Although Rian Johnson’s take on the globally beloved space epic has earned some praise with critics and garnered positive responses from the Star Wars fan community, the film is sadly still not on track to recuperate the $1.3 billion in paper towels purchased throughout production. The several million rolls of name-brand, premium paper towels bought for on-set use during principal photography vastly outpaced every other area of cost, including actors’ fees, digital effects, and the movie’s year-plus-long promotional campaign, and although Disney was hoping it would recoup these massive paper towel fees at the box office this weekend, The Last Jedi didn’t even come close. Even more tragically, hundreds of thousands of the paper towels didn’t end up getting used, meaning they now sit unused in a Lucasfilm storage facility, unable to be returned because someone on the crew removed their plastic wrap packaging.

Welp. It looks like even a franchise as beloved as Star Wars has the potential to tank at the box office.

Given that The Last Jedi is being widely regarded as the most visually stunning Star Wars’ chapter to date, it’s no wonder it took so many paper towels to make. Inside reports are suggesting that the costume department alone spent up to $150 million every day in order to wipe alien makeup off of actors, and another $90 million were used daily to clean off camera lenses. Additionally, more than $650 million in paper towels were gone through each week by crew members who accidentally spilled water bottles or food on set.

If you didn’t think the news could get any worse, brace yourself: The film has earned back such a small fraction of its paper towel budget that Disney is pulling The Last Jedi from theaters after this week to cut its losses, truly making this a flop for the Hollywood history books.
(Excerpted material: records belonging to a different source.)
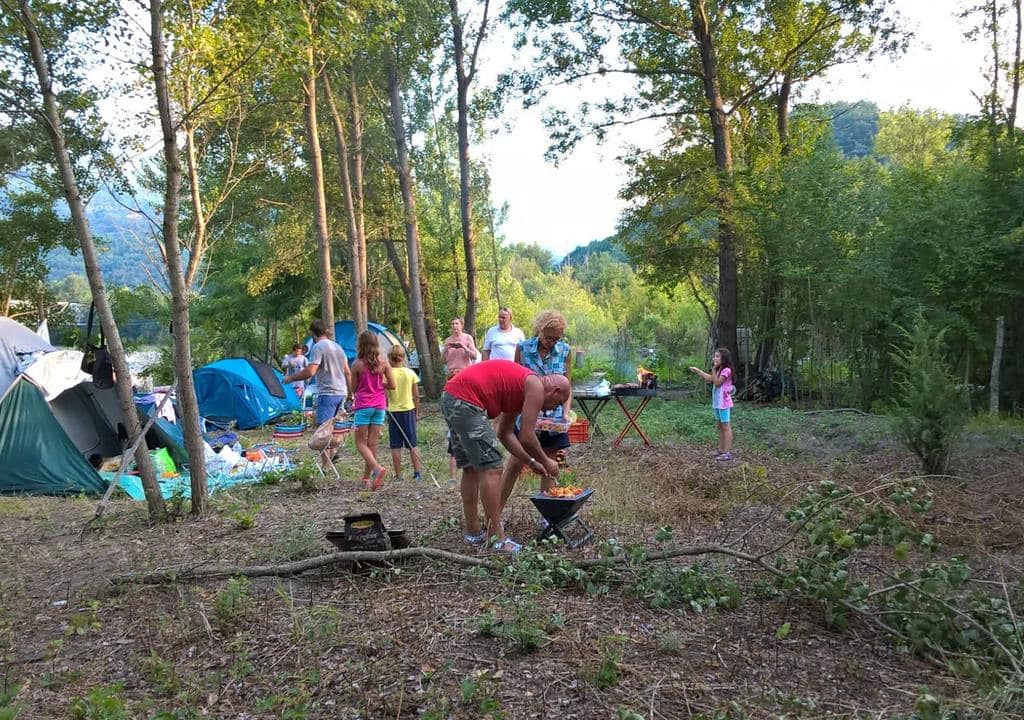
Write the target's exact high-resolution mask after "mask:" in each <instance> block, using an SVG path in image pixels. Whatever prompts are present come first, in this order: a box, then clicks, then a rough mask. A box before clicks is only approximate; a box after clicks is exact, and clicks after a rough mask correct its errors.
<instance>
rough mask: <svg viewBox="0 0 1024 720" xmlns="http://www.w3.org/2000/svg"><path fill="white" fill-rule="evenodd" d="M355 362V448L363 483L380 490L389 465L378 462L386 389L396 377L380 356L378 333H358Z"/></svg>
mask: <svg viewBox="0 0 1024 720" xmlns="http://www.w3.org/2000/svg"><path fill="white" fill-rule="evenodd" d="M355 355H356V359H355V363H353V364H352V385H353V386H354V387H355V396H354V401H353V405H352V408H353V410H354V411H355V418H354V424H355V449H356V450H357V451H358V453H359V455H361V456H362V460H364V462H365V467H364V471H362V484H365V485H366V486H367V488H368V489H369V490H380V486H381V484H382V483H383V482H384V475H385V473H387V468H385V467H384V466H383V465H381V464H380V463H379V462H377V448H378V447H379V446H380V439H381V429H382V428H383V427H384V415H385V414H386V411H387V395H386V394H385V392H384V391H385V390H390V389H391V388H393V387H394V378H393V377H392V375H391V366H390V365H388V363H387V359H385V358H384V357H383V356H382V355H381V348H380V345H379V344H378V342H377V336H376V335H375V334H374V333H373V332H372V331H370V330H364V331H362V332H361V333H359V337H358V338H357V339H356V341H355Z"/></svg>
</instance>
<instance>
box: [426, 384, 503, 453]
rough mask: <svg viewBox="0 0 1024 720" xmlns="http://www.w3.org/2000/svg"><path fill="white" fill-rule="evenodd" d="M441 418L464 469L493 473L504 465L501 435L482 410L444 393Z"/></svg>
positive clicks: (482, 409)
mask: <svg viewBox="0 0 1024 720" xmlns="http://www.w3.org/2000/svg"><path fill="white" fill-rule="evenodd" d="M440 406H441V415H442V416H443V417H444V422H446V423H447V425H449V429H450V430H451V431H452V439H451V442H452V455H454V456H455V462H456V464H457V465H458V466H459V467H460V468H461V469H464V470H465V469H470V470H492V469H494V468H499V467H501V466H502V451H501V448H500V446H499V444H498V435H496V434H495V428H494V427H492V425H490V420H488V419H487V414H486V413H485V412H484V411H483V409H482V408H477V407H476V406H475V405H473V404H472V403H467V401H466V400H461V399H459V398H458V397H453V396H452V395H450V394H449V393H446V392H444V393H441V403H440Z"/></svg>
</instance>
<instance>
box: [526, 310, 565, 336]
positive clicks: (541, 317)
mask: <svg viewBox="0 0 1024 720" xmlns="http://www.w3.org/2000/svg"><path fill="white" fill-rule="evenodd" d="M548 328H561V329H562V332H563V333H564V332H565V316H564V315H563V314H562V313H561V312H559V311H558V310H545V311H544V312H542V313H541V314H539V315H538V316H537V317H536V319H535V320H534V336H535V337H541V334H542V333H543V332H544V331H545V330H547V329H548Z"/></svg>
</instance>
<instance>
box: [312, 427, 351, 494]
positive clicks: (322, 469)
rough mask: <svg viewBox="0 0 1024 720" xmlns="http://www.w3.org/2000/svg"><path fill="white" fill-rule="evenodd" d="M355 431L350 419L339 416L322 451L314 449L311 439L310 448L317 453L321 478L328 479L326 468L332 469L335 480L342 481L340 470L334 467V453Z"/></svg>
mask: <svg viewBox="0 0 1024 720" xmlns="http://www.w3.org/2000/svg"><path fill="white" fill-rule="evenodd" d="M354 431H355V426H354V424H353V423H352V421H351V420H349V419H348V416H347V415H338V416H336V417H335V418H334V427H333V431H332V432H331V438H330V439H329V440H328V441H327V444H326V446H324V448H323V449H322V450H317V449H316V448H314V447H313V439H312V438H310V441H309V446H310V450H312V451H314V452H315V453H316V469H317V470H319V473H321V477H327V472H326V471H325V466H326V467H329V468H331V472H333V473H334V477H335V479H336V480H337V479H341V474H340V473H339V472H338V468H336V467H335V466H334V452H333V451H337V450H338V448H340V447H341V444H342V443H343V442H344V441H345V438H346V437H348V436H349V435H350V434H352V432H354ZM314 437H315V433H314Z"/></svg>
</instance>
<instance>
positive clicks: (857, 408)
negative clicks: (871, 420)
mask: <svg viewBox="0 0 1024 720" xmlns="http://www.w3.org/2000/svg"><path fill="white" fill-rule="evenodd" d="M825 413H856V414H857V415H863V416H864V417H865V418H873V417H881V416H876V415H873V414H871V413H865V412H864V411H862V410H860V409H859V408H831V409H829V410H806V411H804V412H803V413H801V415H824V414H825Z"/></svg>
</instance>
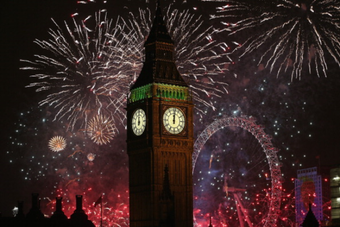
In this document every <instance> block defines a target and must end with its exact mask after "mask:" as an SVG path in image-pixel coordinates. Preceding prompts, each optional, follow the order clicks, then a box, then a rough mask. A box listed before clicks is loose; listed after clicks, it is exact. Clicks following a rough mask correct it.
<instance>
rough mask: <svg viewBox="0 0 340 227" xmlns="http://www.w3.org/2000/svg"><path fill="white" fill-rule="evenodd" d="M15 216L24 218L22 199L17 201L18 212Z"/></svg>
mask: <svg viewBox="0 0 340 227" xmlns="http://www.w3.org/2000/svg"><path fill="white" fill-rule="evenodd" d="M15 217H16V218H24V217H25V214H24V202H23V201H18V213H17V215H16V216H15Z"/></svg>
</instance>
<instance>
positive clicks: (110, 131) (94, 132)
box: [86, 115, 116, 145]
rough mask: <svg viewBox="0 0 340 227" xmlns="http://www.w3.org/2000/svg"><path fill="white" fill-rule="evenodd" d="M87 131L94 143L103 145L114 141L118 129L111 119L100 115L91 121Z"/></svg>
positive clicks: (88, 125)
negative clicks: (116, 128)
mask: <svg viewBox="0 0 340 227" xmlns="http://www.w3.org/2000/svg"><path fill="white" fill-rule="evenodd" d="M86 131H87V135H88V136H89V137H90V138H91V139H92V140H93V142H95V143H96V144H99V145H103V144H107V143H109V142H110V141H111V140H112V139H113V137H114V136H115V131H116V128H115V127H114V124H113V121H112V120H111V119H109V118H106V117H104V116H103V115H99V116H96V117H94V118H92V119H91V120H90V121H89V123H88V126H87V130H86Z"/></svg>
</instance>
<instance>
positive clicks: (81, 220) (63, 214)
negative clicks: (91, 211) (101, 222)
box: [0, 193, 95, 227]
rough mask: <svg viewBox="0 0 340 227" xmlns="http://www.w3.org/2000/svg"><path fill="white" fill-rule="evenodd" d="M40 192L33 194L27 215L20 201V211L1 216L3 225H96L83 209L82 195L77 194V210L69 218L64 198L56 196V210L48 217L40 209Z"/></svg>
mask: <svg viewBox="0 0 340 227" xmlns="http://www.w3.org/2000/svg"><path fill="white" fill-rule="evenodd" d="M38 196H39V195H38V194H36V193H33V194H32V207H31V209H30V210H29V212H28V213H27V215H26V216H25V214H24V212H23V203H22V202H19V203H18V213H17V215H16V216H15V217H12V218H8V217H7V218H2V217H0V226H1V227H95V225H94V224H93V223H92V222H91V221H90V220H88V217H87V215H86V214H85V212H84V210H83V209H82V196H81V195H77V196H76V210H75V211H74V213H73V214H72V215H71V218H70V219H68V218H67V217H66V215H65V214H64V212H63V211H62V203H61V202H62V198H61V197H57V198H56V210H55V212H54V213H53V215H52V216H51V218H46V217H45V216H44V214H43V213H42V212H41V210H40V200H39V198H38Z"/></svg>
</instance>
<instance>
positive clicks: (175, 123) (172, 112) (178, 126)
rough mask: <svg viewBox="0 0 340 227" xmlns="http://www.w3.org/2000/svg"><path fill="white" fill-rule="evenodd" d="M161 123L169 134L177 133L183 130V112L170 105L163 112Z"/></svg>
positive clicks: (183, 124)
mask: <svg viewBox="0 0 340 227" xmlns="http://www.w3.org/2000/svg"><path fill="white" fill-rule="evenodd" d="M163 124H164V127H165V129H166V130H167V131H168V132H170V133H171V134H178V133H180V132H182V131H183V129H184V126H185V117H184V114H183V112H182V111H181V110H180V109H178V108H175V107H171V108H169V109H167V110H166V111H165V112H164V115H163Z"/></svg>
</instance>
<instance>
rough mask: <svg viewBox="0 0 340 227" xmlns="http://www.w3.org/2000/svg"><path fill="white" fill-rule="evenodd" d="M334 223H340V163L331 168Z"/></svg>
mask: <svg viewBox="0 0 340 227" xmlns="http://www.w3.org/2000/svg"><path fill="white" fill-rule="evenodd" d="M330 186H331V207H332V208H331V217H332V224H334V225H335V224H337V225H340V165H339V166H337V167H335V168H332V169H331V170H330Z"/></svg>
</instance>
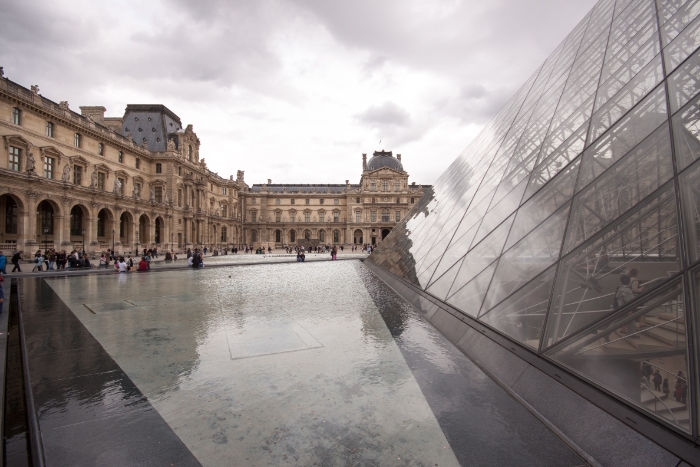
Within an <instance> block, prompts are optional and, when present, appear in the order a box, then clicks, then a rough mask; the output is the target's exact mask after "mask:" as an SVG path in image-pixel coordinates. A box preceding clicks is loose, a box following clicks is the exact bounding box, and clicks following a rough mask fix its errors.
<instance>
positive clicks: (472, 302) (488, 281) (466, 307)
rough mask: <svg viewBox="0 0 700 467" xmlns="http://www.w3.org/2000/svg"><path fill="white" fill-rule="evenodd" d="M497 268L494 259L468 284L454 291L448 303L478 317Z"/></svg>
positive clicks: (466, 313) (466, 312)
mask: <svg viewBox="0 0 700 467" xmlns="http://www.w3.org/2000/svg"><path fill="white" fill-rule="evenodd" d="M495 270H496V262H495V261H494V262H493V263H491V265H489V266H488V267H487V268H486V269H484V270H483V271H481V272H480V273H479V275H478V276H476V277H475V278H474V279H472V280H471V281H469V282H468V283H467V285H465V286H464V287H462V288H461V289H459V290H457V291H456V292H454V293H452V296H450V297H449V298H448V299H447V303H449V304H450V305H452V306H454V307H455V308H458V309H460V310H462V311H463V312H465V313H466V314H468V315H469V316H472V317H474V318H476V315H477V314H479V309H480V308H481V302H483V301H484V296H485V295H486V290H487V289H488V287H489V282H491V277H493V272H494V271H495ZM455 288H456V287H455Z"/></svg>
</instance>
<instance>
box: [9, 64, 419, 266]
mask: <svg viewBox="0 0 700 467" xmlns="http://www.w3.org/2000/svg"><path fill="white" fill-rule="evenodd" d="M80 111H81V112H80V113H77V112H74V111H73V110H71V109H70V108H69V104H68V102H65V101H61V102H59V103H56V102H54V101H51V100H49V99H47V98H45V97H43V96H42V95H40V94H39V88H38V86H31V88H30V89H27V88H25V87H23V86H21V85H19V84H17V83H14V82H12V81H11V80H9V79H7V78H4V77H3V78H1V79H0V137H1V138H2V140H3V147H2V156H1V160H0V181H1V182H0V210H1V212H2V216H1V219H2V220H1V222H2V225H0V250H4V251H5V253H6V254H7V252H11V251H14V250H24V251H25V252H31V251H34V250H36V249H39V248H42V249H43V248H45V247H48V248H56V249H66V250H70V249H73V248H76V249H84V251H87V252H89V253H94V252H98V251H106V250H107V249H110V248H114V250H116V251H117V252H120V253H122V252H132V251H136V250H139V249H142V248H151V247H158V248H161V249H171V248H173V249H182V248H185V247H190V248H192V247H198V246H199V247H201V246H208V247H210V248H211V247H219V248H233V247H241V246H243V245H250V246H256V247H257V246H265V247H268V246H270V247H272V248H275V247H277V248H280V247H283V246H287V245H299V244H301V245H318V244H324V245H330V244H335V245H341V244H357V245H362V244H377V243H379V242H381V241H382V240H383V239H384V238H385V237H386V236H387V235H388V233H389V232H390V231H391V229H392V228H393V227H394V226H395V225H396V223H397V222H398V221H399V220H400V219H401V217H403V216H404V215H405V214H406V212H407V211H408V210H409V209H410V208H411V206H412V205H413V204H414V203H416V202H417V201H418V199H419V198H420V197H421V196H422V195H423V192H424V189H425V188H427V187H424V186H422V185H416V184H415V183H412V184H410V185H409V182H408V173H407V172H406V171H404V169H403V166H402V163H401V155H400V154H397V155H396V157H394V156H393V154H392V153H391V152H389V151H380V152H375V153H374V155H373V157H371V158H370V160H369V161H367V157H366V155H362V169H363V170H362V175H361V180H360V183H359V184H350V183H349V180H348V181H346V183H345V184H337V185H302V184H300V185H275V184H272V183H271V181H269V180H268V183H267V184H260V185H257V184H256V185H252V186H249V185H247V184H246V182H245V181H244V171H242V170H241V171H238V173H237V176H236V178H234V177H233V176H232V175H231V176H229V177H228V178H226V177H221V176H219V175H218V173H216V172H214V171H212V170H211V169H210V168H209V167H208V166H207V164H206V162H205V158H204V157H202V156H203V155H201V154H200V140H199V138H198V137H197V134H196V133H195V132H194V130H193V126H192V125H187V126H184V125H183V124H182V122H181V120H180V118H179V117H178V116H177V115H176V114H175V113H173V112H172V111H171V110H170V109H168V108H167V107H166V106H164V105H131V104H130V105H127V107H126V111H125V113H124V115H123V117H105V111H106V109H105V108H104V107H99V106H91V107H80ZM358 163H359V160H358Z"/></svg>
Utterly devastating. You can bet that Disney is going to be feeling the impact of this financial catastrophe for years to come. This is bound to serve as a major lesson in how NOT to manage a film’s paper towel budget across the entire film industry. With the studio set to take a hit of more than $1 billion, it’s safe to say Rian Johnson will never be allowed to direct another Star Wars movie if this is what his vision ends up costing.